Estamos em tempo de férias escolares período que coloca habitualmente um problema a muitas famílias com crianças, adolescentes e jovens: onde deixá-los e como ocupar o seu tempo.
Esta questão é relativamente recente e, apesar da tendência de generalização, ainda afecta sobretudo as famílias de áreas mais urbanas com estilos e condições de vida que influenciam negativamente a disponibilidade de tempo ou a motivação para ocupar os mais novos.
Assim, é também nestas zonas que tem vindo a emergir uma oferta de actividades diversificada e para diferentes bolsas envolvendo equipamentos e espaços sofisticadíssimos, com designações curiosas que, para além de ocupar as crianças, ainda se propõem contribuir para que acedam a níveis extraordinários de desenvolvimento e competências nas mais variadas áreas, pois os miúdos de hoje têm de ser fantásticos e excelentes em tudo.
Quando eu era gaiato, antes do desenvolvimento ter tapado as quintas da zona onde morava com prédios deixando como espaço livre o alcatrão, a oferta para os miúdos era basicamente constituída pelo mais acessível e barato dos equipamentos: a rua. Como os estilos de vida ainda não tinham alimentado a insegurança, quando não havia escola, claro, estávamos na rua.
As actividades não eram muito sofisticadas nem fantásticas, não ficávamos assim muito excelentes, mas divertíamo-nos a sério, com calor, com frio, com chuva ou mesmo à noite em tempo de férias.
É verdade que alguns dos meus companheiros ainda foram “homens que nunca foram meninos” como lhes chamou Soeiro Pereira Gomes, desde muito cedo fizeram-se ao trabalho.
Mas ainda assim todos arranjávamos tempo para brincar, naquela época o tempo era mais barato e havia mais.

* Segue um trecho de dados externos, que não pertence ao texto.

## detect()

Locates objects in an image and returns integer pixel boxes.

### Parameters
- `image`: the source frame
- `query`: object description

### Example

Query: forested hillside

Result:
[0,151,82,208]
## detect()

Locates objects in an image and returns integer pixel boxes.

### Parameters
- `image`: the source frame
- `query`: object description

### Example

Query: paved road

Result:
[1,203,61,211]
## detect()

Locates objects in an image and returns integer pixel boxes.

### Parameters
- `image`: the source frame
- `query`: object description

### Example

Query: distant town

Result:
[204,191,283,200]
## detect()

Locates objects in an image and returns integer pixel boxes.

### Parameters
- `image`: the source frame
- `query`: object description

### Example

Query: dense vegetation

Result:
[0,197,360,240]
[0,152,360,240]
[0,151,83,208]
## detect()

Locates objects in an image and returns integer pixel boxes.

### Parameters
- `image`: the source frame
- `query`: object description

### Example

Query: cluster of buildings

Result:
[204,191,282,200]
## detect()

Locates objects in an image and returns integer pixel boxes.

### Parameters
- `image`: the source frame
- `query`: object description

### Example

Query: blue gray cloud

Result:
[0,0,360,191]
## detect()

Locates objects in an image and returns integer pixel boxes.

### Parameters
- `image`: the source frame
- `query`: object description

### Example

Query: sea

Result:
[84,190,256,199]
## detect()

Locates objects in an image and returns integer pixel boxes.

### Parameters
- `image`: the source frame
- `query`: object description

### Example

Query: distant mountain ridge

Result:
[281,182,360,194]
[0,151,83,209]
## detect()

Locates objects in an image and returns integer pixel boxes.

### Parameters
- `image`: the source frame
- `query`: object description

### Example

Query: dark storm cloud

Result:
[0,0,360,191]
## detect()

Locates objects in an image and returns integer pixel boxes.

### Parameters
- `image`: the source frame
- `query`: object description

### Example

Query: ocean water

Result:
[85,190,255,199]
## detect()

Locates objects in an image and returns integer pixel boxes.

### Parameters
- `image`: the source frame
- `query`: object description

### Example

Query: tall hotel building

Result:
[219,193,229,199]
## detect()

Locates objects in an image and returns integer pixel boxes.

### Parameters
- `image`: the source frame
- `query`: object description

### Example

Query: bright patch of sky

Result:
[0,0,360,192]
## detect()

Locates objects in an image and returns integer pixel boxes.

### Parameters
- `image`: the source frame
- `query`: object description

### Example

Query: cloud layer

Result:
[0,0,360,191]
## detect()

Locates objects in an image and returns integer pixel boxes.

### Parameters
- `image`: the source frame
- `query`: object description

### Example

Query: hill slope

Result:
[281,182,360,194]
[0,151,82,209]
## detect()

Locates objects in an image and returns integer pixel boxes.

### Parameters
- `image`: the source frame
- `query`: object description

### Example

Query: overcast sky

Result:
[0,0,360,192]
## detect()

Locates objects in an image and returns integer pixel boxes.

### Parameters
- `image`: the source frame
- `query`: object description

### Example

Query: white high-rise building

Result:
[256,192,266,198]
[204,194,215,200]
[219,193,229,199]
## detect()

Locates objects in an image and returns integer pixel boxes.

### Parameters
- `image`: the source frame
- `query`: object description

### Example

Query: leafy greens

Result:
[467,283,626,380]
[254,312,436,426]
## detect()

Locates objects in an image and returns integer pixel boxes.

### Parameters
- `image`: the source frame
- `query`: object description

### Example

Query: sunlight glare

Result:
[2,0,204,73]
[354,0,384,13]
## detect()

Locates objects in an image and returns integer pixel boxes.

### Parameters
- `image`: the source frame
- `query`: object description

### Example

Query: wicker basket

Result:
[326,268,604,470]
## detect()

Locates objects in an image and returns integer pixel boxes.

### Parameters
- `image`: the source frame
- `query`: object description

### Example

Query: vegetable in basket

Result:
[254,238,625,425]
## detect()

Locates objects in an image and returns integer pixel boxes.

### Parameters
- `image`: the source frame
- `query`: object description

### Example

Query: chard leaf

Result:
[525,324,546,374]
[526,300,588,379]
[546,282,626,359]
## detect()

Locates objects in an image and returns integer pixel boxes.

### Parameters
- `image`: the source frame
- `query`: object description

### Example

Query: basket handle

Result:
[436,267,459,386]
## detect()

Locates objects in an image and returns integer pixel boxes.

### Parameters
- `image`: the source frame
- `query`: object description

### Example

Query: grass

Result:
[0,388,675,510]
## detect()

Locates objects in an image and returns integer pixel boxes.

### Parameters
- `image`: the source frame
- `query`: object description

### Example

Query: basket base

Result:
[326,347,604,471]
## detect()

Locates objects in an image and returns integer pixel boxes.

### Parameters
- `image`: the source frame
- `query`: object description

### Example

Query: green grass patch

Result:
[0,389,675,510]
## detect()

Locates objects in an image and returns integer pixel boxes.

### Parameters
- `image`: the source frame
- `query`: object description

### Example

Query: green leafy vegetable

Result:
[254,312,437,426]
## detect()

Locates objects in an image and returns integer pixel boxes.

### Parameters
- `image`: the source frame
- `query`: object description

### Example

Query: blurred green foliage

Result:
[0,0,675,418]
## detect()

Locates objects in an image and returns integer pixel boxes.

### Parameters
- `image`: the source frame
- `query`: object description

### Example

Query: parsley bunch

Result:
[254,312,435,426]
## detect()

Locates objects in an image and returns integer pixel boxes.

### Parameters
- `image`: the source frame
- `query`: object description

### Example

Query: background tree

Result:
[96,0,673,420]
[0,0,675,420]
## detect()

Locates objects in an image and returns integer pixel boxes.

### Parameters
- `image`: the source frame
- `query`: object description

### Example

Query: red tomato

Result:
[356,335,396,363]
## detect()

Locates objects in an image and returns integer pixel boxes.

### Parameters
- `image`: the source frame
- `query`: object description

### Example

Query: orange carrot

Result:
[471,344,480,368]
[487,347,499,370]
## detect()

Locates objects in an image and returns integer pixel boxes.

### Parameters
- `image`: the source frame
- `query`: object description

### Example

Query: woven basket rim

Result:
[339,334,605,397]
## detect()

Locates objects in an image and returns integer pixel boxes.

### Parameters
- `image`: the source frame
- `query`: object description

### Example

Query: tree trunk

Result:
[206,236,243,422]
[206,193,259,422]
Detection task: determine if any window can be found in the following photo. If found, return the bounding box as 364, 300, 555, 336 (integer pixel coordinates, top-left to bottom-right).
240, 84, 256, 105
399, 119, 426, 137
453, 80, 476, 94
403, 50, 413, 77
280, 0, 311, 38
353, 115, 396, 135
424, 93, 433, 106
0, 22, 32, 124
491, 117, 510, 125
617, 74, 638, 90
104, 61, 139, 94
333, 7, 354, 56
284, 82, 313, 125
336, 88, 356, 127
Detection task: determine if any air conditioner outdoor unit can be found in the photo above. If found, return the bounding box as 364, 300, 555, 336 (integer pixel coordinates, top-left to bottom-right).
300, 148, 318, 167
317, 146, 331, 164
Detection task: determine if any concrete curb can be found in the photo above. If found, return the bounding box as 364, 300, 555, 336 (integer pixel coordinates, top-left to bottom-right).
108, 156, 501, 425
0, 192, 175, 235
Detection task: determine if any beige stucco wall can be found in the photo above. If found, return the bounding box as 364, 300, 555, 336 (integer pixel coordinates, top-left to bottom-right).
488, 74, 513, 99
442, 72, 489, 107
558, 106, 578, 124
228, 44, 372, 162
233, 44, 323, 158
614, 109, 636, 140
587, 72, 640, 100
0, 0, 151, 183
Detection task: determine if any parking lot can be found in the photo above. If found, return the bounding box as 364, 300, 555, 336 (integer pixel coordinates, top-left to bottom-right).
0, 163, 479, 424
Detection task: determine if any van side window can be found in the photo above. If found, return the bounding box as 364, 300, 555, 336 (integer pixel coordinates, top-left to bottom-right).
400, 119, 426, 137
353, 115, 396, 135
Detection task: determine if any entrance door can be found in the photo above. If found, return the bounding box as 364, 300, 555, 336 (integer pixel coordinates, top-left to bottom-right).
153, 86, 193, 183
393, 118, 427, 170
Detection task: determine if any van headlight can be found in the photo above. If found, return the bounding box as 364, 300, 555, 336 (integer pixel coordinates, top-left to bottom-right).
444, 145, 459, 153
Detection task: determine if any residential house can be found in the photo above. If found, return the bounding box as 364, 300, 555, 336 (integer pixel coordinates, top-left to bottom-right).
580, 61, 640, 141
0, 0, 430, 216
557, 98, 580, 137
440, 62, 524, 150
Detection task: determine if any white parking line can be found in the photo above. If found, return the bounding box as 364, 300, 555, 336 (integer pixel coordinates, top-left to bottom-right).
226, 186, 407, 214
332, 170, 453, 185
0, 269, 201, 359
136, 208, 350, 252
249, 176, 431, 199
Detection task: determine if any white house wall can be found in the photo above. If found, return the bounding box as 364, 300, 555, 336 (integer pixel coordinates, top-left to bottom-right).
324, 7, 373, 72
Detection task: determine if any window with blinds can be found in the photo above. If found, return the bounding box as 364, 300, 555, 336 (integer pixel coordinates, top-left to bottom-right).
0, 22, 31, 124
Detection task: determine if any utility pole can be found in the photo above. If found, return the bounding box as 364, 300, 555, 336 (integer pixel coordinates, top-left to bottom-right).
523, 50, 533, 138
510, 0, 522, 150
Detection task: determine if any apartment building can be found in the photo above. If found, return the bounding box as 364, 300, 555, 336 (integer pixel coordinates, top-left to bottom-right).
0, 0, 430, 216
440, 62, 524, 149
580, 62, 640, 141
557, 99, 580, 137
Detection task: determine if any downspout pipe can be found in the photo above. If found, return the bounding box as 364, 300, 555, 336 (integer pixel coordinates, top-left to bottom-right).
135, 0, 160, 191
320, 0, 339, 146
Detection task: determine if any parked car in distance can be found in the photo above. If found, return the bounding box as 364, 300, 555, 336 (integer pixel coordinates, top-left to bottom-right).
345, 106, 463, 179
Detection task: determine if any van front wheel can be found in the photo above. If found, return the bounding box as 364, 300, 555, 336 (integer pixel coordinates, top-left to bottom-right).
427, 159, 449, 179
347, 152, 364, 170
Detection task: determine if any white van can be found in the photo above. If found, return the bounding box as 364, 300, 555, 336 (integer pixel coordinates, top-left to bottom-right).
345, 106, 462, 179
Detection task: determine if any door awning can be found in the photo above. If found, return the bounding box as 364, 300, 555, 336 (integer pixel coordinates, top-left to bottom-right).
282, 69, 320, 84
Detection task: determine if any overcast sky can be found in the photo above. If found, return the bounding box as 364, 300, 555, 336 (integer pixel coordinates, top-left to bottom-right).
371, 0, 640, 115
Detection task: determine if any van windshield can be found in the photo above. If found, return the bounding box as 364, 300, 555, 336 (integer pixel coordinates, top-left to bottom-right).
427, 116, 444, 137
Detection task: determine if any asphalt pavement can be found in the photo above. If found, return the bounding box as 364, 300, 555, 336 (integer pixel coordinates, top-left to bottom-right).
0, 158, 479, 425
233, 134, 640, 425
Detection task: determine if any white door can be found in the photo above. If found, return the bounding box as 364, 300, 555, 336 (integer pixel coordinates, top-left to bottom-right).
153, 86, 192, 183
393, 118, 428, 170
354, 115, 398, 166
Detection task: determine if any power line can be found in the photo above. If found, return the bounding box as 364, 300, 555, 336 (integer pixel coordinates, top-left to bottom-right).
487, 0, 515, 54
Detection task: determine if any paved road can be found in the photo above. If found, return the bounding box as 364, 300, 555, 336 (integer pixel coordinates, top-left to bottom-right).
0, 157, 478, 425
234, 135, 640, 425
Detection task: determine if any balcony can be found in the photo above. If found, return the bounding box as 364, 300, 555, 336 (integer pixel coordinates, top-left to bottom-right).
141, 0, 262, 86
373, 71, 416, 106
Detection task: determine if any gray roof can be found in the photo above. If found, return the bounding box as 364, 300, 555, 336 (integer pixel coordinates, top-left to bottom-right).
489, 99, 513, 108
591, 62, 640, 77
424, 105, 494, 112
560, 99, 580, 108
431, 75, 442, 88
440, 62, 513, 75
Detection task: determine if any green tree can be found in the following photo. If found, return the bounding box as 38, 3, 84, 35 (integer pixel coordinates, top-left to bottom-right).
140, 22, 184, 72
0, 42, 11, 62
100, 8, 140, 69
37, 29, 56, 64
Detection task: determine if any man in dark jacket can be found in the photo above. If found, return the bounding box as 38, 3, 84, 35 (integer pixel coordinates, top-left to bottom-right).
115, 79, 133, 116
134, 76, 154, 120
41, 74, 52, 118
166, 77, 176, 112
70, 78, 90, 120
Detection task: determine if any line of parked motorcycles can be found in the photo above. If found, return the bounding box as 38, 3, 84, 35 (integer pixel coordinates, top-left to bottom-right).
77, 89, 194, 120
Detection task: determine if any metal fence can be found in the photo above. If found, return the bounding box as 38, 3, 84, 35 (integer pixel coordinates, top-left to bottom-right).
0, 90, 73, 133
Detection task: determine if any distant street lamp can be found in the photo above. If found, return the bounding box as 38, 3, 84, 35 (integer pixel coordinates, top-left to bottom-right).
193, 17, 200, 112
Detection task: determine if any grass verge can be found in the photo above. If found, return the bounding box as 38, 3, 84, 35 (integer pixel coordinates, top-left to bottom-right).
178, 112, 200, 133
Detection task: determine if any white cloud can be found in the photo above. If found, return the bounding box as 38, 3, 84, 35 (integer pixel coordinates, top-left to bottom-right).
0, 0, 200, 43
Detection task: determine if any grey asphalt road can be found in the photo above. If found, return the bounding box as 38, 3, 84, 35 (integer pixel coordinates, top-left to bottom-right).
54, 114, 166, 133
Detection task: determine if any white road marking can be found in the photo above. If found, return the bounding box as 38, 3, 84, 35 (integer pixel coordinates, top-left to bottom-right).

Nessa altura, as crianças ainda podiam apanhar chuva e mexer na terra, não conhecíamos as ameaçadoras bactérias, os nossos pais também ainda não eram excelentes e fantásticos.
Muitas das actividades eram, por assim dizer, sazonais, mais próprias de umas alturas do ano que de outras. Algumas delas seriam estranhíssimas e dariam vontade de rir às crianças de hoje mas eram o máximo, a sério.
Andar horas de bicicleta ou de arco e gancheta em exibição ou competição, realizar intermináveis jogos de futebol, muda aos cinco acaba aos dez, com bolas de cautchu adquiridas através dos rebuçados, jogar hóquei em patins, sem patins, com uma bola de matraquilhos “desviada” no café e com talos de couve com a curva adequada a servir de stick, são alguns exemplos.
Fazer tiro ao arco com arcos feitos a partir das varetas de guarda-chuvas velhos, passar horas nas diversas variantes dos jogos com berlindes, exercitar a corrida com o jogo da rolha, do lenço à barra, ou do toca e foge, experimentar a estratégia no jogar às escondidas ou a perícia nas corridas de caricas, eram outras das muitas coisas que fazíamos nos nossos tempos livres.
Nesse tempo havia tempo livre, os miúdos hoje quase não têm. Mas pretende-se, algumas vezes exige-se, que sejam fantásticos e excelentes. O problema é que às vezes não são e sofrem com isso.
Como muitas vezes afirmo é importante ouvir e entender as crianças e adolescentes. Dirão que brincar é a actividade mais séria que realizam. No brincar colocam tudo o que são e assenta o que virão a ser. Não, não estou a esquecer, antes pelo contrário, estou também a considerar a “seriedade” das actividades escolares.
Era bom que as férias fossem, tanto quanto consigamos, isso mesmo, férias, tranquilas e com rotinas diferentes. E se com a necessária precaução devolvêssemos a rua aos miúdos? É impossível?
De qualquer forma, boas férias para os mais pequenos e também para os mais crescidos.